Narkotika Golongan I
Dalam ketentuan ini yang dimaksud narkotika golongan I adalah narkotika yang hanya dapat digunakan untuk tujuan pengembangan ilmu pengetahuan dan tidak digunakan dalam terapi, serta mempunyai potensi sangat tinggi mengakibatkan ketergantungan.
Narkotika Golongan II
Dalam ketentuan ini yang dimaksud dengan narkotika golongan II adalah narkotika berkhasiat pengobatan digunakan sebagai pilihan terakhir dan dapat digunakan dalam terapi dan/atau untuk tujuan pengembangan ilmu pengetahuan serta mempunyai potensi tinggi mengakibatkan ketergantungan.
Narkotika Golongan III
Dalam ketentuan ini yang dimaksud dengan narkotika golongan III adalah narkotika berkhasiat pengobatan dan banyak digunakan dalam terapi dan/atau untuk tujuan pengembangan ilmu pengetahuan serta mempunyai potensi ringan mengakibatkan ketergantungan.
Tindak Pidana Narkotika
Pengertian tentang tindak pidana dalam Kitab Undang-Undang Hukum Pidana (KUHP) dikenal dengan istilah straftbaar feit dan dalam kepustakaan tentang hukum pidana sering mempergunakan istilah delik, sedangkan pembuat undang undang merumuskan suatu undang-undang mempergunakan istilah peristiwa pidana atau perbuatan pidana atau tindak pidana. Tindak pidana merupakan suatu istilah yang mengandung suatu pengertian dasar dalam ilmu hukum, sebagai istilah yang dibentuk dengan kesadaran dalam memberikan ciri tertentu pada peristiwa hukum pidana. Tindak pidana mempunyai pengertian yang abstrak dari peristiwa-peristiwa yang konkret dalam lapangan hukum pidana, sehingga tindak pidana haruslah diberikan arti yang bersifat ilmiah dan ditentukan dengan jelas untuk dapat memisahkan dengan istilah yang dipakai sehari-hari dalam kehidupan masyarakat.
Tindak pidana narkotika diatur dalam Bab XV Pasal 111 sampai dengan Pasal 148 Undang-Undang Nomor 35 Tahun 2009 tentang Narkotika yang merupakan ketentuan khusus, walaupun tidak disebutkan dengan tegas dalam undang-undang narkotika bahwa tindak pidana yang diatur didalamnya adalah tindak kejahatan, akan tetapi tidak perlu disanksikan lagi bahwa semua tindak pidana didalam undang-undang tersebut merupakan kejahatan.

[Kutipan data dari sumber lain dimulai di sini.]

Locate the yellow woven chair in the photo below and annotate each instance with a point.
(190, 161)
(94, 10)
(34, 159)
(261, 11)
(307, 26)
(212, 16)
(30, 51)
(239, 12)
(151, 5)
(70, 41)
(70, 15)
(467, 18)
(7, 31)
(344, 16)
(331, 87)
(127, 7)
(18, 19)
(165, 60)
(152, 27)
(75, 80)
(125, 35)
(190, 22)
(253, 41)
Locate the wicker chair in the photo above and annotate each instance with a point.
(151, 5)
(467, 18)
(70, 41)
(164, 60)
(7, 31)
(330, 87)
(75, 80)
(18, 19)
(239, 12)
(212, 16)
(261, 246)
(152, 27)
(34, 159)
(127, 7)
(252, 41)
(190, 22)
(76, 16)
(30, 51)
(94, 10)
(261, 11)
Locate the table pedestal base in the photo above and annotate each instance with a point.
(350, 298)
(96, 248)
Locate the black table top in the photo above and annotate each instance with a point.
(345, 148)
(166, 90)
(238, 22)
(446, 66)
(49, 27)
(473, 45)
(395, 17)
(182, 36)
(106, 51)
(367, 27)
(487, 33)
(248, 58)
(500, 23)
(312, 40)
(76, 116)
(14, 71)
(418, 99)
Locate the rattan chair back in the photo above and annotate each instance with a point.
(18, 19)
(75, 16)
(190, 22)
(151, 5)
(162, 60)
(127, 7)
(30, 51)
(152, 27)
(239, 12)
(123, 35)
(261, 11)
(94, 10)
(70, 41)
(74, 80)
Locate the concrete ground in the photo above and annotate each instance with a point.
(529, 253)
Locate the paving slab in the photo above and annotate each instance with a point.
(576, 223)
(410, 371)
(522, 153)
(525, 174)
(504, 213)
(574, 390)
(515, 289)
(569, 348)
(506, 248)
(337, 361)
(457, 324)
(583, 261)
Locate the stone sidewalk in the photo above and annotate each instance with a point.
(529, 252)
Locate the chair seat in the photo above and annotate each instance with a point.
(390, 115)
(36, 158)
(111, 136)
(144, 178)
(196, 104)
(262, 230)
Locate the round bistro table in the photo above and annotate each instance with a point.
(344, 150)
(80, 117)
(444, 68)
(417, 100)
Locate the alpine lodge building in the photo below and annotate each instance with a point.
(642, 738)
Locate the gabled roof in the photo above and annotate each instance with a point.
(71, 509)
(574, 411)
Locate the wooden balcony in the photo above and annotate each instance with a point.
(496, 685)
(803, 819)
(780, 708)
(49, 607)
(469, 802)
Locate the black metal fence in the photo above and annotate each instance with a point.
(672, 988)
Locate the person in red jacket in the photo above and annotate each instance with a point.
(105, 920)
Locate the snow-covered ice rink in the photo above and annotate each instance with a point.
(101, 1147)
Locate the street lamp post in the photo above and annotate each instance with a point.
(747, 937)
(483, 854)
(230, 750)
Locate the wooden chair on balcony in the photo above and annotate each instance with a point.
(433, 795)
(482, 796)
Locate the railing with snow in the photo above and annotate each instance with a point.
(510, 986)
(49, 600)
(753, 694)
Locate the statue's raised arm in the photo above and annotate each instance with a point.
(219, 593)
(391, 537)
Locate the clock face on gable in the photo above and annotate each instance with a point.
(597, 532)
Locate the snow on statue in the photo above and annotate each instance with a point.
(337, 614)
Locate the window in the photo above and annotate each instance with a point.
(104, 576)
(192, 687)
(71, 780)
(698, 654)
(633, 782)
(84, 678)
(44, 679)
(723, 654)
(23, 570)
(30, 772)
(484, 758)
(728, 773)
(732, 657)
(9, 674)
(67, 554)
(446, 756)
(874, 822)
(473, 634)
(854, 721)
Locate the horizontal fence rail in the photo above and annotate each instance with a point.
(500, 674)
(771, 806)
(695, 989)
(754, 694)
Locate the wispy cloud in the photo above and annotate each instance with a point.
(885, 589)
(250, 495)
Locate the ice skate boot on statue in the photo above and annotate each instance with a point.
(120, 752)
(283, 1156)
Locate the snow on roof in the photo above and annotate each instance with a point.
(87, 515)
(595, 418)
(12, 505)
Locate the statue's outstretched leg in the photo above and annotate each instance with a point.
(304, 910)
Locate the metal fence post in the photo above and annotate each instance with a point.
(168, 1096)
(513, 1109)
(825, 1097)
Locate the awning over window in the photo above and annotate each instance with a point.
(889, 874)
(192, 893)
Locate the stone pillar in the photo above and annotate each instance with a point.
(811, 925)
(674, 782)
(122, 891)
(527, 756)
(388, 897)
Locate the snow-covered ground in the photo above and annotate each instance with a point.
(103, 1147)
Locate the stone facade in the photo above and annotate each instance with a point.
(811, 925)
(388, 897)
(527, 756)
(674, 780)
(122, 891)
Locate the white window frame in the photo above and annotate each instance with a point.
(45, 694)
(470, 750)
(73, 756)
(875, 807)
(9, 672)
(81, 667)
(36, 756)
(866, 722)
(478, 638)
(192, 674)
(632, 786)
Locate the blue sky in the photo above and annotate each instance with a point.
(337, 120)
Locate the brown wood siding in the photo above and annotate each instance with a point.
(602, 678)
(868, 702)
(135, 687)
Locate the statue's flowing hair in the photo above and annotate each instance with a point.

Alasannya, kalau narkotika hanya untuk pengobatan dan kepentingan ilmu pengetahuan, maka apabila ada perbuatan diluar kepentingan- kepentingan tersebut sudah merupakan
kejahatan mengingat besarnya akibat yang ditimbulkan dari pemakaian narkotika secara tidak sah sangat membahayakan bagi jiwa manusia.
Penggunaan narkotika secara legal hanya bagi kepetingan-kepentingan pengobatan atau tujuan ilmu pengetahuan. Menteri Kesehatan dapat memberi ijin lembaga ilmu pengetahuan dan atau lembaga pendidikan untuk membeli atau menanam, menyimpan untuk memiliki atau untuk persediaan ataupun menguasai tanaman papaver, koka dan ganja.19 Penanggulangan terhadap tindak pidana narkotika dapat dilakukan dengan cara preventif, moralistik, abolisionistik dan juga kerjasama internasional. Penanggulangan secara preventif maksudnya usaha sebelum terjadinya tindak pidana narkotika, misalnya dalam keluarga, orang tua, sekolah, guru dengan memberikan penjelasan tentang bahaya narkotika. Selain itu juga dapat dengan cara mengobati korban, mengasingkan korban narkotika dalam masa pengobatan dan mengadakan pengawasan terhadap eks pecandu narkotika.
Pengertian Pecandu dan Korban Penyalahgunaan Narkotika
Pasal 1 ayat (13) Undang-Undang Nomor 35 Tahun 2009 tentang Narkotika menyatakan bahwa pecandu narkotika adalah orang yang menggunakan atau menyalahgunakan narkotika dan dalam keadaan ketergantungan pada narkotika, baik secara fisik maupun psikis. Secara umum dapat diartikan bahwa pecandu narkotika adalah pemakai narkoba secara tetap dan bukan untuk tujuan pengobatan atau digunakan tanpa mengikuti aturan takaran yang seharusnya atau dapat juga diartikan bahwa pengguna narkotika adalah individu yang menggunakan narkotika dalam jumlah berlebihan, secara berkala atau terus menerus berlangsung cukup lama sehingga dapat merugikan kesehatan jasmani, mental dan kehidupan sosial.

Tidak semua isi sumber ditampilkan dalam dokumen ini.